I may add, by way of confirmation, that Blackstone, in his Commentaries, after comparing the liability of the master who "hath the superintendence and charge of all his household" if any of his family cast anything out of his house into the street, with that of the Roman paterfamilias,[3] further observes that the "master may frequently be answerable for his servant's misbehavior, but never can shelter himself from punishment by laying the blame on his agent. The reason of this is still uniform and the same; that the wrong done by the servant is looked upon in law as the wrong of the master himself."[4]

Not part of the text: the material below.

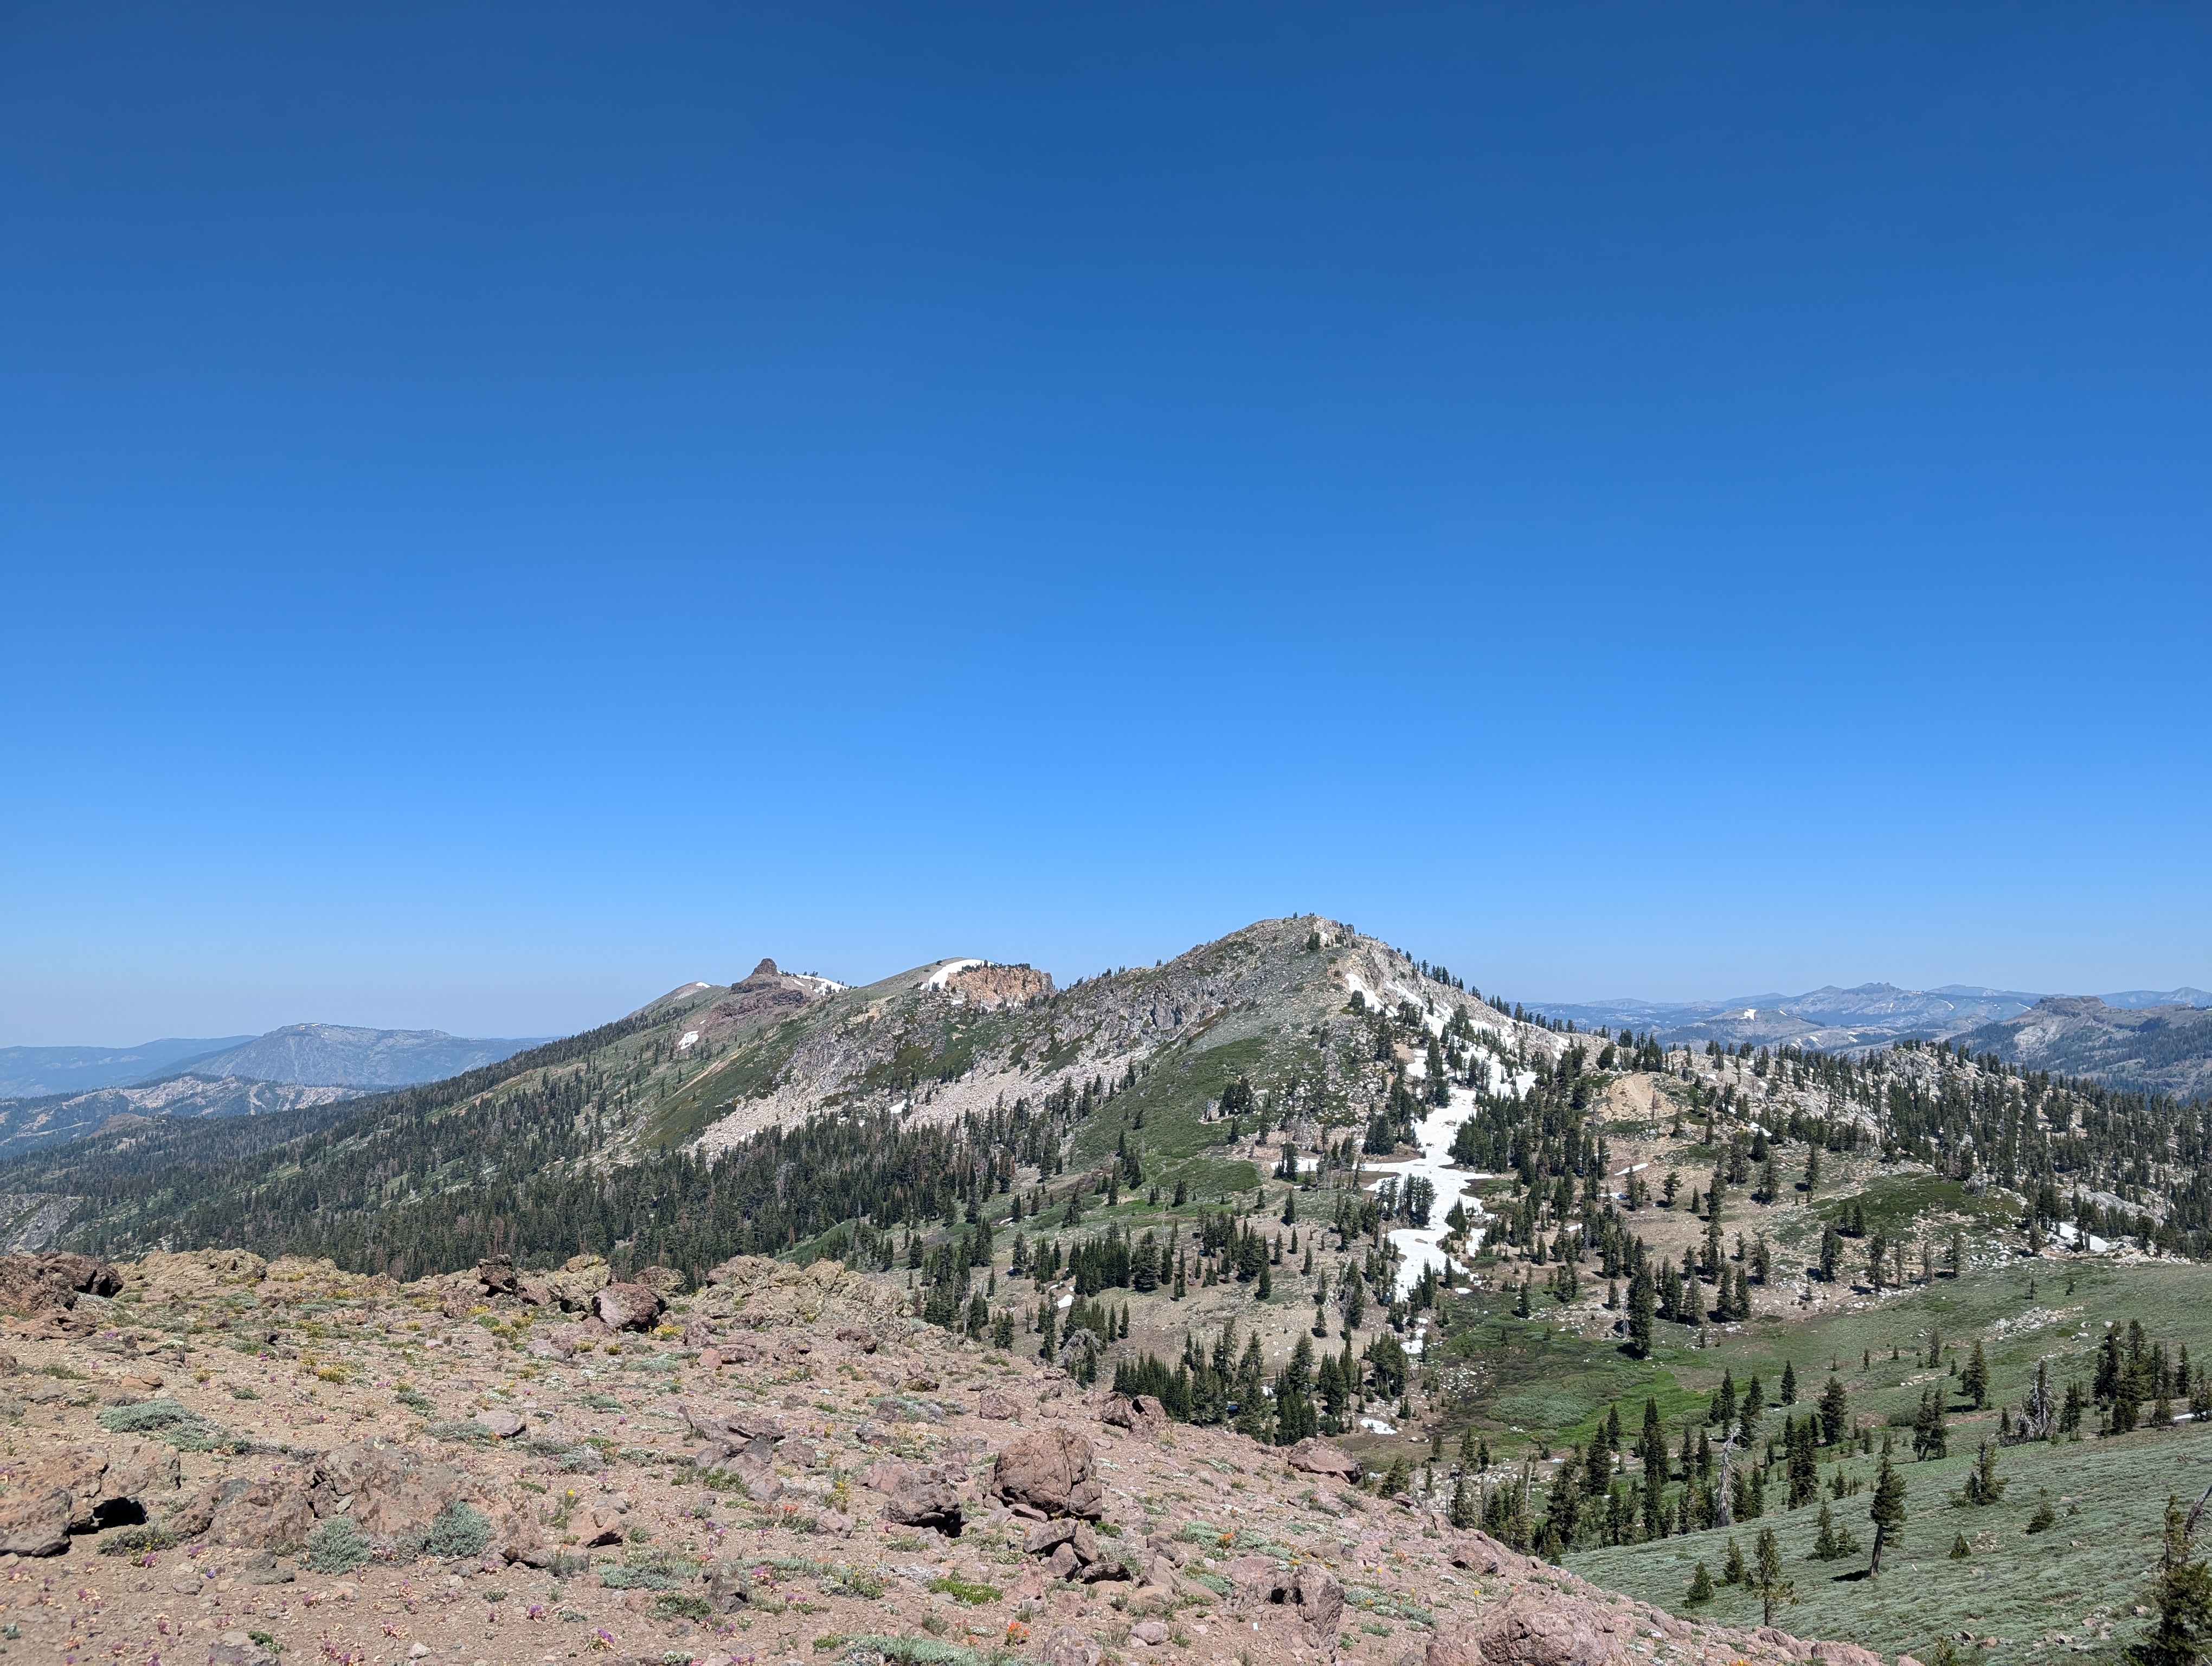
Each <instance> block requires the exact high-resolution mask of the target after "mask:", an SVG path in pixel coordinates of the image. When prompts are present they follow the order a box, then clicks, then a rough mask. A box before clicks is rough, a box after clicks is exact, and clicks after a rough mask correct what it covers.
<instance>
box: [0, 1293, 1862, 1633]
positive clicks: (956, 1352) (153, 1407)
mask: <svg viewBox="0 0 2212 1666" xmlns="http://www.w3.org/2000/svg"><path fill="white" fill-rule="evenodd" d="M670 1283H672V1281H661V1283H659V1285H657V1288H648V1285H611V1283H608V1272H606V1266H604V1263H593V1261H588V1259H577V1261H575V1263H571V1266H568V1268H564V1270H560V1272H553V1274H520V1277H515V1274H513V1272H511V1270H507V1268H500V1266H487V1268H482V1270H480V1272H478V1274H449V1277H442V1279H427V1281H420V1283H414V1285H394V1283H392V1281H387V1279H363V1277H356V1274H345V1272H338V1270H336V1268H332V1266H330V1263H327V1261H323V1263H310V1261H276V1263H263V1261H261V1259H259V1257H250V1254H239V1252H204V1254H157V1257H148V1259H146V1261H139V1263H131V1266H122V1268H100V1266H97V1263H91V1261H86V1259H84V1257H40V1259H35V1261H33V1259H24V1257H13V1259H4V1261H0V1301H4V1303H7V1305H9V1308H13V1310H15V1312H18V1314H20V1316H18V1319H13V1321H9V1323H7V1330H9V1332H11V1334H9V1339H7V1352H9V1356H11V1370H9V1372H7V1376H4V1378H0V1396H4V1401H0V1414H4V1416H7V1423H4V1427H0V1436H4V1440H0V1445H4V1465H0V1469H4V1482H7V1485H4V1491H0V1547H4V1553H0V1659H4V1662H18V1659H20V1662H64V1664H69V1666H80V1664H82V1666H88V1664H91V1662H95V1659H100V1662H108V1659H113V1662H144V1664H146V1666H155V1662H161V1664H164V1666H177V1664H179V1662H192V1666H199V1664H201V1662H215V1664H219V1666H270V1664H272V1662H279V1659H281V1662H285V1666H290V1664H294V1662H352V1664H365V1662H440V1664H445V1662H453V1664H460V1666H467V1664H469V1662H487V1664H495V1662H564V1659H573V1657H586V1659H588V1657H604V1659H611V1662H712V1664H714V1666H732V1664H741V1662H776V1664H779V1666H781V1664H783V1662H794V1664H796V1662H858V1664H863V1666H880V1662H883V1659H902V1662H918V1664H929V1662H945V1664H947V1666H982V1664H984V1662H1004V1659H1031V1657H1033V1659H1040V1662H1048V1666H1099V1662H1106V1659H1113V1662H1133V1659H1137V1657H1141V1655H1164V1657H1166V1659H1177V1662H1181V1659H1188V1662H1203V1664H1206V1666H1230V1662H1237V1666H1276V1664H1283V1666H1287V1664H1290V1662H1321V1659H1343V1662H1374V1664H1376V1666H1409V1664H1411V1662H1427V1666H1480V1664H1482V1662H1489V1666H1568V1664H1571V1662H1573V1664H1575V1666H1630V1662H1683V1664H1688V1662H1697V1664H1699V1666H1723V1662H1754V1659H1756V1662H1783V1659H1803V1657H1807V1655H1809V1653H1812V1651H1809V1648H1807V1644H1801V1642H1796V1639H1790V1637H1785V1635H1781V1633H1759V1635H1745V1633H1736V1631H1725V1628H1701V1626H1692V1624H1686V1622H1679V1620H1672V1617H1668V1615H1666V1613H1661V1611H1657V1608H1650V1606H1646V1604H1635V1602H1628V1600H1624V1597H1615V1595H1608V1593H1604V1591H1597V1589H1593V1586H1586V1584H1584V1582H1579V1580H1575V1578H1573V1575H1566V1573H1562V1571H1559V1569H1551V1566H1544V1564H1537V1562H1531V1560H1526V1558H1520V1555H1513V1553H1511V1551H1506V1549H1502V1547H1498V1544H1495V1542H1491V1540H1486V1538H1482V1535H1480V1533H1464V1531H1453V1529H1451V1527H1449V1524H1444V1522H1442V1520H1438V1518H1436V1516H1433V1513H1425V1511H1416V1509H1411V1507H1407V1504H1402V1502H1391V1500H1385V1498H1380V1496H1376V1493H1374V1491H1369V1489H1363V1487H1360V1485H1358V1482H1356V1480H1354V1478H1352V1476H1347V1474H1343V1471H1347V1469H1349V1471H1358V1467H1360V1465H1358V1462H1356V1460H1345V1458H1343V1454H1334V1451H1329V1449H1327V1447H1321V1445H1316V1447H1310V1449H1296V1451H1294V1454H1285V1451H1279V1449H1270V1447H1259V1445H1254V1443H1250V1440H1245V1438H1241V1436H1237V1434H1230V1431H1221V1429H1192V1427H1183V1425H1168V1423H1164V1420H1159V1418H1157V1416H1148V1414H1146V1407H1133V1405H1130V1403H1126V1401H1115V1398H1110V1396H1106V1394H1102V1392H1093V1394H1084V1392H1082V1389H1077V1387H1075V1385H1073V1383H1071V1381H1068V1378H1066V1376H1064V1374H1062V1372H1057V1370H1051V1367H1040V1365H1035V1363H1033V1361H1020V1363H1018V1361H1013V1358H1006V1356H998V1354H991V1352H987V1350H984V1347H980V1345H975V1343H969V1341H962V1339H956V1336H949V1334H947V1332H940V1330H929V1327H922V1325H920V1323H918V1321H911V1319H907V1316H905V1314H902V1312H900V1310H898V1294H896V1292H887V1290H883V1288H880V1285H872V1283H869V1281H865V1279H858V1277H852V1274H845V1272H841V1270H838V1268H836V1266H834V1263H816V1268H810V1270H805V1272H801V1270H799V1268H790V1266H779V1263H770V1261H739V1263H730V1266H728V1268H723V1270H719V1281H717V1283H710V1285H708V1288H706V1290H699V1292H688V1294H686V1292H679V1290H672V1288H670ZM1301 1465H1303V1467H1301ZM1820 1648H1823V1653H1825V1655H1827V1657H1829V1659H1834V1662H1838V1666H1871V1657H1867V1655H1865V1653H1863V1651H1854V1648H1849V1646H1843V1644H1832V1646H1820Z"/></svg>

There is another line of cases which affords striking and independent evidence that the law of master and servant is a survival from slavery or other institution of like effect for the present purpose, and that the identification of the two parties was carried out in some cases to its logical result. If a servant, although a freeman, was treated for the purposes of the relation as if he were a slave who only sustained the persona of his master, it followed that when the master was liable, the servant was not. There seems to have been a willingness at one time to accept the conclusion. It was said under James and Charles I. that the sheriff only was liable if an under-sheriff made a false return, "for the law doth not take notice of him."[5] So it was held in the latter reign that case does not lie against husband and wife for negligently keeping their fire in their house, "because this action lies on the ... custom ... against patrem familias and not against a servant or a feme covert who is in the nature of a servant.[6] So

  1. Brucker v. Fromont, 6 T. R. 659; M'Manus v. Crickett, 1 East, 106; Patten v. Rea, 2 C. B. N. S. 606 (1857).
  2. Lane v. Cotton, 1 Salk. 17, 18.
  3. See also Noy's Maxims, c. 44.
  4. Bl. Comm. 431, 432.
  5. Cremer & Tookley's Case, Godbolt, 385, 389 (Jac. I.); Laicock's Case, Latch, 187 (H. 2 Car. I.).
  6. Shelley & Burr, 1 Roll. Abr. 2, pl. 7 (M. 1 Car. I). Cf. 1 Bl. Comm. 431; Com. Dig., Action on the case for negligence, A. C.